Dazu gehören nicht nur alle Menschen ab 60 Jahren, sondern auch Jüngere mit Vorerkrankungen wie zum Beispiel Asthma, Demenz, Diabetes oder chronischer Herz- oder Niereninsuffizienz. Schlaganfall- und Krebspatienten sowie Risikoschwangere und Menschen mit Trisomie 21 sind ebenfalls berechtigt, sich bis 6. Januar ihre drei kostenlosen FFP2-Masken in der Apotheke abzuholen. Im neuen Jahr soll es für diese Personen zwei weitere Pakete mit jeweils sechs FFP2-Masken geben. Die Krankenkassen schicken ihren Versicherten dazu fälschungssichere Coupons zu, die sich mit einer Eigenbeteiligung von zwei Euro in der Apotheke einlösen lassen.

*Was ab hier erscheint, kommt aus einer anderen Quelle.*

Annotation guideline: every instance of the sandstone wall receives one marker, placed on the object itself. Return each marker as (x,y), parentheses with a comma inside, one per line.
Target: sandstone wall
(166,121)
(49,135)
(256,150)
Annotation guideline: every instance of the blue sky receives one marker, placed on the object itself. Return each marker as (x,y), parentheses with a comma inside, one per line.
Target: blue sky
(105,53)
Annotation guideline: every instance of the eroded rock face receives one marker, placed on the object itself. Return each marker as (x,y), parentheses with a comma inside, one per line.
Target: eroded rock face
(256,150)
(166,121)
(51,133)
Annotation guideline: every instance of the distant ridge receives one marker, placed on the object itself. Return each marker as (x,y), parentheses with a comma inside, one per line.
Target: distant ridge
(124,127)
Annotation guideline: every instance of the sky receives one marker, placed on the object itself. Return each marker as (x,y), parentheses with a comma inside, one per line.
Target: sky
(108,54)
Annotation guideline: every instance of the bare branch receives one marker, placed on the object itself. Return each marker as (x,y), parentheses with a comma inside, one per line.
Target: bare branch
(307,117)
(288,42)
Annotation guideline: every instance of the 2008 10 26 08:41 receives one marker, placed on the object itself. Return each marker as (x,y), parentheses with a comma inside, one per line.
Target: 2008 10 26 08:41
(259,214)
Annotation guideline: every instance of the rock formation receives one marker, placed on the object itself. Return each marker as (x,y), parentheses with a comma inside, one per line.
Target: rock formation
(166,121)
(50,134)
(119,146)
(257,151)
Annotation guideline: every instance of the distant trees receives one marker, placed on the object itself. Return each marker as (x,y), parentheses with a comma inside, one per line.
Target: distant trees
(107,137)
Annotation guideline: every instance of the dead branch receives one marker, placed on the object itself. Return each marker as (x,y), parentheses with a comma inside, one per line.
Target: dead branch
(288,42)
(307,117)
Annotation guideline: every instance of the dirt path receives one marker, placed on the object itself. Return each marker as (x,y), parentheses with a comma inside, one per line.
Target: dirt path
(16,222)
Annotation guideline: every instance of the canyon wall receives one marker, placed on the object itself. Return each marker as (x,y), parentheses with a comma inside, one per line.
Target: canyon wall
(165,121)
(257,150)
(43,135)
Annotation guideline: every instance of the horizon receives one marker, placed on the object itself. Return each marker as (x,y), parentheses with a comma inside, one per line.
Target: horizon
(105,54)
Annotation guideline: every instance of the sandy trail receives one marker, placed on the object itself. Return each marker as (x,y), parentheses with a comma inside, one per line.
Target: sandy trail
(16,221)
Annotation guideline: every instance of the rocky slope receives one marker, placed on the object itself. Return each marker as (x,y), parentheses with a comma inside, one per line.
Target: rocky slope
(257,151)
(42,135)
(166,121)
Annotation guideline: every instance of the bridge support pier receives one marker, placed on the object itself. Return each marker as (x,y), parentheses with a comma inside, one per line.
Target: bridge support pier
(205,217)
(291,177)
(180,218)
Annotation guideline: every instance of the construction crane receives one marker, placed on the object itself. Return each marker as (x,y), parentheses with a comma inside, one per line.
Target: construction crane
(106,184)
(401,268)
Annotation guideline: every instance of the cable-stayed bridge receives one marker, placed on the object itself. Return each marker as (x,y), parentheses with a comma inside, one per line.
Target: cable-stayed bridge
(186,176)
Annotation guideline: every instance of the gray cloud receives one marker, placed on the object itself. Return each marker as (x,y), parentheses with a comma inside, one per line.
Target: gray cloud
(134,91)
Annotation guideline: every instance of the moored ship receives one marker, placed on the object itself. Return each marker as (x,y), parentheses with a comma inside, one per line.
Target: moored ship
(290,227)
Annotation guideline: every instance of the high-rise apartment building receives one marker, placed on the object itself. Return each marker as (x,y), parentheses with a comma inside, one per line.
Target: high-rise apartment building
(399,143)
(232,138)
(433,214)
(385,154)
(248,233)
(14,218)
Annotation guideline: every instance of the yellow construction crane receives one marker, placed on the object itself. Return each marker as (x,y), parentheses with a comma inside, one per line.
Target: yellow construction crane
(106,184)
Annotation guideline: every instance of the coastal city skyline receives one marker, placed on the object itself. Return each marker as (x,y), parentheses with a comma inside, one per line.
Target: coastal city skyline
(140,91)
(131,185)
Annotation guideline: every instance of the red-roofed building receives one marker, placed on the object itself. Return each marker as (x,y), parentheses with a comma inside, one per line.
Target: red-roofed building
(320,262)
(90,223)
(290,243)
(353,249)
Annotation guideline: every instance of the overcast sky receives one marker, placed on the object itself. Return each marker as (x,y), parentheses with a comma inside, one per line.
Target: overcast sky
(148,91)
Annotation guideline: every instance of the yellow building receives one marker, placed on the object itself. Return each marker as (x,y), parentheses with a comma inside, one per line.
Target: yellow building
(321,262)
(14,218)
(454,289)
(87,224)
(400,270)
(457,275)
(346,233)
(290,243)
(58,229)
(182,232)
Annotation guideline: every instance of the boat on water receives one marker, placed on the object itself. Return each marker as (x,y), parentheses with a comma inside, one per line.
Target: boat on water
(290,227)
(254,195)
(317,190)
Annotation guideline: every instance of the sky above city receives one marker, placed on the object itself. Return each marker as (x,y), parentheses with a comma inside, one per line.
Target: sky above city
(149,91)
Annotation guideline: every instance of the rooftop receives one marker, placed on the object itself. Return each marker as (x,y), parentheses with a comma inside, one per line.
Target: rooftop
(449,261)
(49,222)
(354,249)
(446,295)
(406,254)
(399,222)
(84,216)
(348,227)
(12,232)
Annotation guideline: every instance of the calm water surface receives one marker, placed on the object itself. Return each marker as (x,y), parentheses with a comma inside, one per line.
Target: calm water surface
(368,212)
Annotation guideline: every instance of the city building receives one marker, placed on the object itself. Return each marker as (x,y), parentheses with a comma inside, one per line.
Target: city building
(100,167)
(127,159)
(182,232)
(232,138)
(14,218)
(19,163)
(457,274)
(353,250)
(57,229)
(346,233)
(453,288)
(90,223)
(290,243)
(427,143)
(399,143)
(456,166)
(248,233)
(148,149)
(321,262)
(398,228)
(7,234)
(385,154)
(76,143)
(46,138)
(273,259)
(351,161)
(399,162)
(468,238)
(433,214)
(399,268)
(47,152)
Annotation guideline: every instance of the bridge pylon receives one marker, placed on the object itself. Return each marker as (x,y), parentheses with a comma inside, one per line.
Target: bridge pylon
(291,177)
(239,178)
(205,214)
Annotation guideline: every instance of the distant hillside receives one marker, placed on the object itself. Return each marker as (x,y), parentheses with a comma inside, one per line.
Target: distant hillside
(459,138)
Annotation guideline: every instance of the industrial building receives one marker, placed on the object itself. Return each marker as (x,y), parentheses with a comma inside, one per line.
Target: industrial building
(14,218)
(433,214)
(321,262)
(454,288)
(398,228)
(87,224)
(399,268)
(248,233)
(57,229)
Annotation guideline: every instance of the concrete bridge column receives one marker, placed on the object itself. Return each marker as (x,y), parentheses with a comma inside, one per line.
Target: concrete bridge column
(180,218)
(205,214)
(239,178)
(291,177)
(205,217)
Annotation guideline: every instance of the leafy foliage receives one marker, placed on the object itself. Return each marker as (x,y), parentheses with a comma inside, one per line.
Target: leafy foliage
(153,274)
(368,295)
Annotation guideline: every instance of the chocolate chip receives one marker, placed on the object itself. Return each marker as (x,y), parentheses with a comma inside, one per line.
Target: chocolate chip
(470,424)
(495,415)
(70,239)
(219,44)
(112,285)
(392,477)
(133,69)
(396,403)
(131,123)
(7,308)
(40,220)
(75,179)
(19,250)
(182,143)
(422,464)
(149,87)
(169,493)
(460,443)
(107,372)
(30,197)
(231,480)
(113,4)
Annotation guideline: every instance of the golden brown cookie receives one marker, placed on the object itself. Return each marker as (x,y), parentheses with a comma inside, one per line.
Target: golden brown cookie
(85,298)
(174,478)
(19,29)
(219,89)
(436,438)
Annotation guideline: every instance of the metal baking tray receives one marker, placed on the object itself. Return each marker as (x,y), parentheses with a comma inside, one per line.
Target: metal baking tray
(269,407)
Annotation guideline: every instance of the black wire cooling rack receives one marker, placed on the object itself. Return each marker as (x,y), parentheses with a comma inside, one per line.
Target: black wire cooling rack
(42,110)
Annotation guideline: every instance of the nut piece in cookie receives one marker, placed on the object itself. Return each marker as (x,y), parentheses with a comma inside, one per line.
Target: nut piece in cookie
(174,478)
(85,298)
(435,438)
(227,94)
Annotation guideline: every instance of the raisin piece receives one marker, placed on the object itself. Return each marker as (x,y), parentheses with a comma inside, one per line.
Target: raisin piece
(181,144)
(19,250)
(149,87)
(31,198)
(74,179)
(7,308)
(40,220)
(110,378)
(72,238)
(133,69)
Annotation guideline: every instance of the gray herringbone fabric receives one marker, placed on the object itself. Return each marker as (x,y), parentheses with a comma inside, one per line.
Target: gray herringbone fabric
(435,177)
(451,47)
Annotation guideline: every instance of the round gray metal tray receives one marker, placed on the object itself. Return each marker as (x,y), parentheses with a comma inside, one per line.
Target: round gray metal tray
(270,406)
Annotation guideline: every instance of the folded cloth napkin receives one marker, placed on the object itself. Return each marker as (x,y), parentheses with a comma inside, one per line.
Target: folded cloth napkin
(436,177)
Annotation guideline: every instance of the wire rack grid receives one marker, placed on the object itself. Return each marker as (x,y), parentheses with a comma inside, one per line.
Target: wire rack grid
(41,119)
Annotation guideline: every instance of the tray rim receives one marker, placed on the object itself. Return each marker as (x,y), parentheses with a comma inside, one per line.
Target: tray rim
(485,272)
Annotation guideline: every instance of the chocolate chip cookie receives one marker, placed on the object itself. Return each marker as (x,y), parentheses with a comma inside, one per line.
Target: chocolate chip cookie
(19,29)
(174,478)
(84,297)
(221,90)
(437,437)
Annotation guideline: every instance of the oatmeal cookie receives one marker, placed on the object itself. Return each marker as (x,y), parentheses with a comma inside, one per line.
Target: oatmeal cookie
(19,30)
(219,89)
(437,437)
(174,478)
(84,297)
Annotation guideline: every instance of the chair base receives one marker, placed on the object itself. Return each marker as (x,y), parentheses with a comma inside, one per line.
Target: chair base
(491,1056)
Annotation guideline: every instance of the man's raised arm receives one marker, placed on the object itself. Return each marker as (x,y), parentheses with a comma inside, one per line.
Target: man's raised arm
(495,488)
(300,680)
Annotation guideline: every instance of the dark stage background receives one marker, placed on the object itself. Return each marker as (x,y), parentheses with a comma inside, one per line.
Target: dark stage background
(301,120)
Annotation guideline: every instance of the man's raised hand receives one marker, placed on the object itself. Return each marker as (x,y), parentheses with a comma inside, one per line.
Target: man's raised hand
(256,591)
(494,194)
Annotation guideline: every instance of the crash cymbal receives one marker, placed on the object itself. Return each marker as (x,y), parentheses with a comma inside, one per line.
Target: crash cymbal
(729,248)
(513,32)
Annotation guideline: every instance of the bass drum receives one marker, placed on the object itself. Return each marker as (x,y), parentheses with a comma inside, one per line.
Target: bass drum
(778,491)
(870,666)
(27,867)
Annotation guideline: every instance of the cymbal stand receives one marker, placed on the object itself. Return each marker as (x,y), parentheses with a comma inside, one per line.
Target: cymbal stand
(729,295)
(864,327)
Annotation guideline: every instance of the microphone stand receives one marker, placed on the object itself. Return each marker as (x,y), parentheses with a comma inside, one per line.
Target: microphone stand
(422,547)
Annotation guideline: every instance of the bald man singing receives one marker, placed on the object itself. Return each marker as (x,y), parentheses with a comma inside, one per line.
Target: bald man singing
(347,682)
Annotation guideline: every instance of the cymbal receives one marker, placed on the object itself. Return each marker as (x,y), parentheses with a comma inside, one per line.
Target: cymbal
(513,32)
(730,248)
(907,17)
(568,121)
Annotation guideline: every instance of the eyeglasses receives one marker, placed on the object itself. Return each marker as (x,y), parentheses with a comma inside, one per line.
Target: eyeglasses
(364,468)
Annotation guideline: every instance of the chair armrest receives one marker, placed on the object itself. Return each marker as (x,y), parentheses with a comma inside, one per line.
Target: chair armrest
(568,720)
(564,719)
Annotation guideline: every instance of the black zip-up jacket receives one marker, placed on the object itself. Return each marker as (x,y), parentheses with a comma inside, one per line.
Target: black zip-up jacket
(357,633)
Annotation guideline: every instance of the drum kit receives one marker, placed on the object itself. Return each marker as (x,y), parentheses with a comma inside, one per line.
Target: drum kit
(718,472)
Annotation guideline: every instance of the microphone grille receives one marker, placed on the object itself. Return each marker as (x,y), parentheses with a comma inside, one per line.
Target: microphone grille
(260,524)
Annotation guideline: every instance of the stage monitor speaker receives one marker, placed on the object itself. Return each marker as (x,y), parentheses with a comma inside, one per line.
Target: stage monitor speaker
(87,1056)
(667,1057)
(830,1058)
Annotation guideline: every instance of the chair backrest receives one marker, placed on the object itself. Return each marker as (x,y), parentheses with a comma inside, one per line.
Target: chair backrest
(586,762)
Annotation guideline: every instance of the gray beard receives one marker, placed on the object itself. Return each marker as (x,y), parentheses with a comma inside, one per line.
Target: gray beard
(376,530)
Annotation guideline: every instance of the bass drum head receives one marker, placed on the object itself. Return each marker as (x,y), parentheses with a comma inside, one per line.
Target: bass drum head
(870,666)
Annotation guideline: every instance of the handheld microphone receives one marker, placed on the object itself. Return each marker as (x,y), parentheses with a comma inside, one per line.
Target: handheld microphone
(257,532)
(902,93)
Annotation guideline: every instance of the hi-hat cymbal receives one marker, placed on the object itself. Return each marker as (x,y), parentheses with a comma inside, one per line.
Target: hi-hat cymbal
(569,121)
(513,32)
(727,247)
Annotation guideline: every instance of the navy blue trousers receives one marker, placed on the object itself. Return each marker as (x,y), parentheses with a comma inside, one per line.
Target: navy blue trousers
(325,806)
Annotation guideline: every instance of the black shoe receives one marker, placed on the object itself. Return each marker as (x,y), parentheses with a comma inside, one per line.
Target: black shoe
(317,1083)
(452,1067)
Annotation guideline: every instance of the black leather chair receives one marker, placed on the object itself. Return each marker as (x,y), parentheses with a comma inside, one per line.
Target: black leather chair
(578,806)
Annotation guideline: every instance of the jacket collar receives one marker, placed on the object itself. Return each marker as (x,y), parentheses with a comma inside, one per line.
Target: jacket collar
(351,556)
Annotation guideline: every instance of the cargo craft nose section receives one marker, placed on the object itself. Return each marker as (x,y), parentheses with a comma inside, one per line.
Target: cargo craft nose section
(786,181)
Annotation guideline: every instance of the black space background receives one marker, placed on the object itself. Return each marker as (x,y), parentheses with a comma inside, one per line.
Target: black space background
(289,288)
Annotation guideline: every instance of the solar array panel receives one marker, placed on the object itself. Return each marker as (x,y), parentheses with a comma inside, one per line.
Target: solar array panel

Die eher chaotische erste Ausgabe seit Dienstag geht auf den Plan von Gesundheitsminister Jens Spahn zurück, Risikopatienten noch in der Vorweihnachtszeit mit einem Vorrat an FFP-2-Masken auszustatten. Spahn betont allerdings: "FFP2-Masken bieten keinen 100-prozentigen Schutz vor dem Coronavirus. Sie sind kein Freifahrtschein dafür, unachtsam zu sein. Aber sie senken das Risiko erheblich."
Inwieweit die Aktion mit zunächst drei und später weiteren zwölf FFP2-Masken Risikopatienten tatsächlich durch den Winter helfen kann, wird noch diskutiert. Denn: Offiziell – also zumindest im Rahmen des Arbeitsschutzes, wo FFP2-Masken gewöhnlich eingesetzt werden – sollen die FFP2-Einwegmasken nach einer Schicht von maximal acht Stunden oder bei Durchfeuchtung entsorgt werden. Das Robert-Koch-Institut schreibt sogar: "FFP2-Masken [sollten] grundsätzlich nicht mehrfach verwendet werden, da es sich in der Regel um Einmalprodukte handelt."
Weil die Berechtigten die Masken in ihrem Alltag aber wohl selten acht Stunden am Stück tragen, sondern eher jeweils für kurze Zeit im Supermarkt oder beim Tanken, werden viele Menschen sie vermutlich wiederverwenden. In diesem Fall sollte man die Masken zwischen den Trage-Intervallen so lagern, dass sie gut trocknen und keine Gegenstände kontaminieren. "Bewahren Sie wiederverwendbare Mund-Nasen-Bedeckungen vorübergehend in einem separaten Beutel auf", rät die Bundeszentrale für gesundheitliche Aufklärung und ergänzt: "Zu Hause können Sie die Mund-Nasen-Bedeckung auch zum Trocknen aufhängen." Die FFP2-Masken lassen sich aber – im Gegensatz zu wiederverwendbaren Mund-Nasen-Bedeckungen – weder im Backofen noch in der Mikrowelle sterilisieren.
Die 15 Masken der Bundesregierung helfen Risikopatienten also nicht, um jeden Tag geschützt unter Leute zu gehen. Das bestätigt auch Apothekerin Stephanie Reuter: "Die oberste Priorität ist weiterhin: zuhause bleiben und Kontakte vermeiden."